Farming Better, Increasing Incomes in Malawi
Imagine finding all your grocery store shelves empty and then learning they’d stay empty for at least a year and that all your world’s food-growing knowledge no longer worked. If you can imagine that, you can imagine being a farmer in this region of Malawi.
Farmers maintaining a stone wall in the watershed area of Kublang, Chikwawa, Malawi.
Photo by Dooshima Tsee/CRS
Water drains quickly from the soil here. The land has many slopes and is prone to erosion. Plants can struggle to receive enough water to grow. In southern Malawi, there has been a shift in climate over the last few decades. In any given year, farmers in this region are at risk of losing their harvest to floods, droughts, or both.

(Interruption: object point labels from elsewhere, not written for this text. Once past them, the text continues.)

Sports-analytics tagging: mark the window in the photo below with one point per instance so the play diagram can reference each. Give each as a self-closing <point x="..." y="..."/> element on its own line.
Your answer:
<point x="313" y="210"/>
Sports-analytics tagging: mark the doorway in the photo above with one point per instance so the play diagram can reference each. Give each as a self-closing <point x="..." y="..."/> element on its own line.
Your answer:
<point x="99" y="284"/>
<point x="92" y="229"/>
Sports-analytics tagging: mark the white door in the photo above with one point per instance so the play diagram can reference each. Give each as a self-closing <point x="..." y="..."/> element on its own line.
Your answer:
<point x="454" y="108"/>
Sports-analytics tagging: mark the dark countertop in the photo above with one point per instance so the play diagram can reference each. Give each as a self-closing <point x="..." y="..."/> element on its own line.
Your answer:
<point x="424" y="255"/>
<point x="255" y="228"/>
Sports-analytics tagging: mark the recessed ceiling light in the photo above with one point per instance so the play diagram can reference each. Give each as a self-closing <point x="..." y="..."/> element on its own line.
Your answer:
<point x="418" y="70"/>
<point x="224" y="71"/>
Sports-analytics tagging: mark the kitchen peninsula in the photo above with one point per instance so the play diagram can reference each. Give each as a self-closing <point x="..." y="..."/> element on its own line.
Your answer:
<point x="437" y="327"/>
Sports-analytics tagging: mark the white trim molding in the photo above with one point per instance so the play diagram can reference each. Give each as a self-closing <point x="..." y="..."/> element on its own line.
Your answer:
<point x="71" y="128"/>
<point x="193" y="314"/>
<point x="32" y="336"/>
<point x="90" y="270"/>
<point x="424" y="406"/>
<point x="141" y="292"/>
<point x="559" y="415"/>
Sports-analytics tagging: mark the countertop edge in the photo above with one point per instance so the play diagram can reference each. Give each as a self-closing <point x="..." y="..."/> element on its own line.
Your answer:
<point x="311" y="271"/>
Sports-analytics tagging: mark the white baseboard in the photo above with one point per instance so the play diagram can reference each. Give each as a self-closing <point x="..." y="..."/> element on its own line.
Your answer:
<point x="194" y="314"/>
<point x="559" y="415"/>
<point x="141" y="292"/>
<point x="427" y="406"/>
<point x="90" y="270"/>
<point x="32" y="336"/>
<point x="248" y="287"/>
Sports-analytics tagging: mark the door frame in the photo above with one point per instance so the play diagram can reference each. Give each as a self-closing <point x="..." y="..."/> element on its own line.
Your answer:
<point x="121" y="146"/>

Fransiku Sande is a 41-year-old farmer in Mchacha village in southern Malawi. His parents were farmers and their parents before them. Fransiku learned all he knew about farming from his father. He inherited a two-acre plot of land when he was 18 years old and has planted sorghum, corn, and groundnuts on his farm since then. Changing weather patterns and poorer soil fertility in the last decade saw Fransiku’s farm began to produce smaller harvests each year despite the increasing effort he put into farming.
Five years ago, the harvest had dwindled to the point where all of the food Fransiku harvested at the end of the planting season was only enough to feed his family of six for two months of the year. For the rest of the year, he found odd jobs like carpentry and bricklaying to earn money to feed his family.
“The two biggest issues we had were that we were using local crop varieties that took a long time to mature and did not yield much. Also, for long periods, there will be no rains; then when the rains come it floods and destroys the crops.” Fransiku says.
Outsmarting climate change
Fransiku Sande on his demonstration plot in Mchacha, Nsanje, Malawi.
Photo by Michael Stulman/CRS
The UBALE project taught farmers like Fransiku how to use simple farming methods to improve their harvest. Catholic Relief Services implemented the UBALE project with funding from the United States Agency for International Development (USAID) through its Food for Peace office.
Catholic Relief Services partnered with the Malawi Ministry of Agriculture in three districts in Malawi to teach rural small-scale farmers, like Fransiku, simple conservation agriculture methods. The project also provided farmers with improved, high-yield, drought tolerate seeds to plant.
These methods have made a big difference in their harvests and income.
Some of the climate-smart farming methods farmers were taught are; planting legumes like groundnut and beans to improve the fertility of the soil, mulching crops to help retain moisture in the soil.
Fransiku says, “These methods not only improved my harvest, they also save me time and effort. For instance, because I mulch my farm, I do not have to weed as often. When I talk to other farmers, I explain the benefits of the new farming methods I use.”
Now that he uses these new methods and has access to improved seed, Fransiku’s farm yields enough food to feed his family for ten months. The larger crop yields Fransiku gets from his farm is the biggest incentive other farmers in his community have to learn and adapt these new farming methods. Fransiku used the strategies he was taught so well that he was selected to be a lead farmer. Lead farmers receive additional training so they can teach more farmers in their community how to use effective strategies to grow their farms.
CRS also worked with community leaders through the UBALE project to ensure the whole community participates in water harvesting methods. Farmers built dams, stone walls, and other structures to help the land hold rainwater and recharge the groundwater levels.
Collaborative marketing to increase income
Farmers discuss market trends and farming practices during a farmer club meeting.
Photo by Michael Stulman/CRS
As farmers harvest more crops, field agents helped them form farmer clubs that meet every month to discuss farming methods and market prices. These farmers work together to get the best prices for their produce.
“I decided to join the marketing club because I noticed that some of the farmers in the club made more money and knew more about market trends,” says Andrew Mpaso a sesame and corn farmer in Malawi. Last season Andrew sold his sesame and corn collectively with other members of the club. He made 65% more money than if he had sold the produce on his own. Andrew and his family used the extra money to pay school fees, start other businesses such as rearing livestock, buy more nutritious food, and save.
In Malawi, the CRS-led UBALE project, with funding from USAID Food for Peace, helped over 240,000 families produce more abundant harvests and increase income from agriculture.